Due to those restrictions, he was only able to see his wife for one hour a day while his school aged children were flown down to a friend’s place in Arrowtown to be closer to the family.

“In the early stage, it was quite grim. My first diagnoses was very serious. You hear the word tetraplegic and it conjures images of someone being paralysed from the neck down and being in a wheelchair for the rest of your life, so that’s quite a scary word.”

He soon learned that there’s a grading scale for tetraplegia with ‘A’ being the most severe to ‘E’ which is an able-bodied person. Leslie was placed at ‘B’ in the scale.

While in ICU, Leslie only had some random jerky arm movements but no other sense of his body at all.

“You need everything done for you and you get moved from side to side every few hours so you don’t get bedsores.”

After three weeks in ICU, and just before getting transferred, he noticed a flicker in the legs.

“I’d been asked, can you move your legs, so I thought ‘move your legs’ and, all of sudden, there was a little movement and it was quite unexpected and hugely exciting. That meant when I was transferred to Burwood I was going there with a little glimmer of hope and that just started to awaken further and further.”

While the leg movements were a positive step, recovery was a full-time job for Leslie and he experienced dark moments when he was alone at night.

“That was when you start going down into these different tangents where the dark thoughts started to happen.

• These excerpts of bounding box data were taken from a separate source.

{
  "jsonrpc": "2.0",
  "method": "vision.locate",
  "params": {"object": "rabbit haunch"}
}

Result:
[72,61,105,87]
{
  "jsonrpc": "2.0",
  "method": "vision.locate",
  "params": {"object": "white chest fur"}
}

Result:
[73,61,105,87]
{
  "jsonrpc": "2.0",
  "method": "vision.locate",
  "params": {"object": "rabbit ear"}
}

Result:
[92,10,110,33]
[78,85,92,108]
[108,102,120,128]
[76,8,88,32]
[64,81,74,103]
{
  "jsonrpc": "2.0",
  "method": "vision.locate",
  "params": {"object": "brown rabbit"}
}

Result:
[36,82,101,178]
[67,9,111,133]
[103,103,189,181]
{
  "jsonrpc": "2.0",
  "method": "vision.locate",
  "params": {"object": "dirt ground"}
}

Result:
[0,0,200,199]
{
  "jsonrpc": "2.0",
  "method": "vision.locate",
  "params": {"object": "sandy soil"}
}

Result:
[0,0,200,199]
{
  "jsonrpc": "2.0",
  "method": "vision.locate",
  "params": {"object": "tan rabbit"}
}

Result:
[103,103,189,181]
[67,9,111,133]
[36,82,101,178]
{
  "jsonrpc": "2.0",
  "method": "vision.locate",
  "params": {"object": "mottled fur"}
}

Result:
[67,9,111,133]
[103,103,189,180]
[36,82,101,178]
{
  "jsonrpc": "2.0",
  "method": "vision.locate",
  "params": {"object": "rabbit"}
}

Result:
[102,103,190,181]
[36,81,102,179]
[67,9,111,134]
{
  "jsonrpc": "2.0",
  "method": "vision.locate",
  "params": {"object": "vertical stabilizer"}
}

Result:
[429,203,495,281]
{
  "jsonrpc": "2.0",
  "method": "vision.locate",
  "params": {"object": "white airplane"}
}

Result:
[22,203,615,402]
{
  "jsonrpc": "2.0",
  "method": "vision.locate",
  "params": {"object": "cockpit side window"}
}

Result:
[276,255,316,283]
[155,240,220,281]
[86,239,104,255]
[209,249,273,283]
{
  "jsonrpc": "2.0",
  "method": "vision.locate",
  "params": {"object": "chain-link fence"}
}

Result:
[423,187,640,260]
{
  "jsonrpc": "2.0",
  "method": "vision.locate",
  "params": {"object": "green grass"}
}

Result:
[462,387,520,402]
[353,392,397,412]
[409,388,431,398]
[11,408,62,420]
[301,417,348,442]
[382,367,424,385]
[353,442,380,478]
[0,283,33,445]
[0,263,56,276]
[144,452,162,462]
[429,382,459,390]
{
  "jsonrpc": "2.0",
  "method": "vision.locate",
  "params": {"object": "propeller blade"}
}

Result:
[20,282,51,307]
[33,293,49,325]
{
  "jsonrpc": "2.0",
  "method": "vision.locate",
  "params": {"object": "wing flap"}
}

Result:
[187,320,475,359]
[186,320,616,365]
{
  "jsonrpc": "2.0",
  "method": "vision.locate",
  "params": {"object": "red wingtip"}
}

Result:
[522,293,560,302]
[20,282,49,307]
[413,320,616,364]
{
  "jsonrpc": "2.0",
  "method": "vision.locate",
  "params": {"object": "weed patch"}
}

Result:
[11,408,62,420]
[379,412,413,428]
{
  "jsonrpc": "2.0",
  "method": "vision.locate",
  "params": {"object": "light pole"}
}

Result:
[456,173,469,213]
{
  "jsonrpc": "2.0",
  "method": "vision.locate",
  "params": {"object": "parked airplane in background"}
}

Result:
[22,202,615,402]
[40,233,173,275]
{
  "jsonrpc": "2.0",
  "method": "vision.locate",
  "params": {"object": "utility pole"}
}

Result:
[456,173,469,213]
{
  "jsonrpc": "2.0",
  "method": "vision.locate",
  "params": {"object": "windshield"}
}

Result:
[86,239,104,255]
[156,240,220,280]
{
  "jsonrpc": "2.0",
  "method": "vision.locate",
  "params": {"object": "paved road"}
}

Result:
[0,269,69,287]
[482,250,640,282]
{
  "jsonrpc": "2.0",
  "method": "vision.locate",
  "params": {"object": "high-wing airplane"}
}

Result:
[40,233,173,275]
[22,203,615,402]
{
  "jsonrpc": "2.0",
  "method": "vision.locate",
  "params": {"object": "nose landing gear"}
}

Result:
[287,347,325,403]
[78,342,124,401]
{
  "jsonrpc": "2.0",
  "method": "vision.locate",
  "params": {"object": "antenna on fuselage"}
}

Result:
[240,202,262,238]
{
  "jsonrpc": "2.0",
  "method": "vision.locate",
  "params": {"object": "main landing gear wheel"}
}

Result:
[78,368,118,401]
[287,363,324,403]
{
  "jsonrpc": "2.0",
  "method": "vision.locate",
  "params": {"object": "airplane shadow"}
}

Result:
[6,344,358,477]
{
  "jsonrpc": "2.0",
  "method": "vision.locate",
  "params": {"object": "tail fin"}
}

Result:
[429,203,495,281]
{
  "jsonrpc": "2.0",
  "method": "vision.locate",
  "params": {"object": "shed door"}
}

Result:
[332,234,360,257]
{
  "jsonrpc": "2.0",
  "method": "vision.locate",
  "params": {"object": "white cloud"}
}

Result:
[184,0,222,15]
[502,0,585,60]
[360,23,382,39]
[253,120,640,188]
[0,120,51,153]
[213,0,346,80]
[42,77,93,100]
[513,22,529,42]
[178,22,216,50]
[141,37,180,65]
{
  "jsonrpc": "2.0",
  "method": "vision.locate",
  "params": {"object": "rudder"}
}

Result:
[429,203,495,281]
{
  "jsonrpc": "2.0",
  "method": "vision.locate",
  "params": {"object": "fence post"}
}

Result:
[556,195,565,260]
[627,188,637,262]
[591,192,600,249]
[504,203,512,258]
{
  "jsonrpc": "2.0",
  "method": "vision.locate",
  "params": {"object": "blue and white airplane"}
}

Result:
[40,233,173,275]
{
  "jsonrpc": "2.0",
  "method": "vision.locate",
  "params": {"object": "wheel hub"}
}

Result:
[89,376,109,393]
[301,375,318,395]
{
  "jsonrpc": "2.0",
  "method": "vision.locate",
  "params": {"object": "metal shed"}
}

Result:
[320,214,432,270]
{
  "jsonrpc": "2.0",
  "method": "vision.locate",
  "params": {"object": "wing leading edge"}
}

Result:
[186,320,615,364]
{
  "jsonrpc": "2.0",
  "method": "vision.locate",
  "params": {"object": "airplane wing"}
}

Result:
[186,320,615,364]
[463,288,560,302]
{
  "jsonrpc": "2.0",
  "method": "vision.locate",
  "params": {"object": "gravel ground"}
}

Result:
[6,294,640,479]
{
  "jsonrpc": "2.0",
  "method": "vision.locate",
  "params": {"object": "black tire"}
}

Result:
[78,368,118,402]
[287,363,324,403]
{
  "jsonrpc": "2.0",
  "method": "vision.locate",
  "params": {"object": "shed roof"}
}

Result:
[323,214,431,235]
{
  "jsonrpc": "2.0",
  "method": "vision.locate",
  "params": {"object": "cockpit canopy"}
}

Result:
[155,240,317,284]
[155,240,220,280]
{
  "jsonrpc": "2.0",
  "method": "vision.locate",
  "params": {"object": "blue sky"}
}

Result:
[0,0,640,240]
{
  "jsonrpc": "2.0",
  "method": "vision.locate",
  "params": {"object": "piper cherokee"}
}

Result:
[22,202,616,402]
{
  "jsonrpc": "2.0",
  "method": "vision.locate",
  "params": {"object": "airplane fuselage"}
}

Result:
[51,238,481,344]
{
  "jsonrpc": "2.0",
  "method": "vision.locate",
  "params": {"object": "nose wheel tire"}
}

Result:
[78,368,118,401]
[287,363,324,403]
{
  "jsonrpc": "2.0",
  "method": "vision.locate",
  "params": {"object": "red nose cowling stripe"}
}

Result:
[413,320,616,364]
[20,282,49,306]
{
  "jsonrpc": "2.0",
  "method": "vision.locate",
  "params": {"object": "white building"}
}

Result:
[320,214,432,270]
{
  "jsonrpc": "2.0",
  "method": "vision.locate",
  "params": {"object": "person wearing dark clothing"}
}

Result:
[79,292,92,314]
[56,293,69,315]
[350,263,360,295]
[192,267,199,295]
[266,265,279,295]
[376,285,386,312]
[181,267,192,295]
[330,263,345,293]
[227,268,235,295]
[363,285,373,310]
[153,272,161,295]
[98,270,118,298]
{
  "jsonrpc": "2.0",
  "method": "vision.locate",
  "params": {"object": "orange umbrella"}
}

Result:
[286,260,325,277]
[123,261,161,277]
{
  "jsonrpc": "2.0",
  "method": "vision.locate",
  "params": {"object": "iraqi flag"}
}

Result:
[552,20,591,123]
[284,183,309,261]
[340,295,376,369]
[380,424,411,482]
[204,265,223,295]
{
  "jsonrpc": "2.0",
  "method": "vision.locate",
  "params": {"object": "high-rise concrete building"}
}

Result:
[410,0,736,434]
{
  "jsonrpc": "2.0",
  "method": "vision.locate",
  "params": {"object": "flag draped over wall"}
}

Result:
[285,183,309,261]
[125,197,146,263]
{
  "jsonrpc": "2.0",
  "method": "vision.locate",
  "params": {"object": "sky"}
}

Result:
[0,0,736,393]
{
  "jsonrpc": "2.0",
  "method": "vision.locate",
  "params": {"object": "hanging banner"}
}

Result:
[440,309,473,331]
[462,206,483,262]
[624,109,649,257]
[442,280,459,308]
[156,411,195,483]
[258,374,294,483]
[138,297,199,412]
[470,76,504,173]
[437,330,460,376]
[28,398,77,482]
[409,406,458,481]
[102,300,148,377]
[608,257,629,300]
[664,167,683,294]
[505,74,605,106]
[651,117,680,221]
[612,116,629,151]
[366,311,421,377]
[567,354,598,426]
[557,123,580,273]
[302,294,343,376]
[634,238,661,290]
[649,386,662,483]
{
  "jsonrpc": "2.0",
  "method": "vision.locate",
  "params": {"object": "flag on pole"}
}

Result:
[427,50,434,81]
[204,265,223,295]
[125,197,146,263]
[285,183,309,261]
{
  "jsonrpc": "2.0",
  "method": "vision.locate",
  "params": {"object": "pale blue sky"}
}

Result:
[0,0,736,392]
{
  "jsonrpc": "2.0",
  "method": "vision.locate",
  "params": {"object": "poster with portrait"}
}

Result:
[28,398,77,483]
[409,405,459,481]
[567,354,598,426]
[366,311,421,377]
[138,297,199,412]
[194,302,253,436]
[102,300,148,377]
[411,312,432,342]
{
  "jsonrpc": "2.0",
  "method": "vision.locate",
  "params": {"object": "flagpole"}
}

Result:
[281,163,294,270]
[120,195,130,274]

Being in hospital, you don’t sleep much and those were the times where your mind would wander, and I would despair about what was going to become of me.”

Nonetheless, Leslie and his physiotherapist saw exponential growth in his ability to get back to walking and he’s still progressing now.

“When you’re in hospital, rehab is your fulltime job. When you come out of hospital, you’ve got other things going on in your life. Doctors caution that things are likely to slow down when you leave hospital, but I think it depends on the level of commitment and effort.

“Right here and now, my rehab programme is very extensive. It combines stretching, going to the gym, going for walks, a physio session where we focus on things like getting back on the bike.”

Leslie still needs to think when he walks which causes a slightly uncertain and unsteady gait.

“I have progressed since leaving hospital and my goals with walking are to become more efficient and fluid in my movements.”

And one year on from the accident, he’s back working full-time and able to lead a relatively normal life.

“I’m a little bit different in terms of not being able to do things now that I used to be able to do. But, in terms of normal everyday living, there’s not a lot different now. I’m with my kids, I’m able to drive them places… by and large, things are the way they used to be.”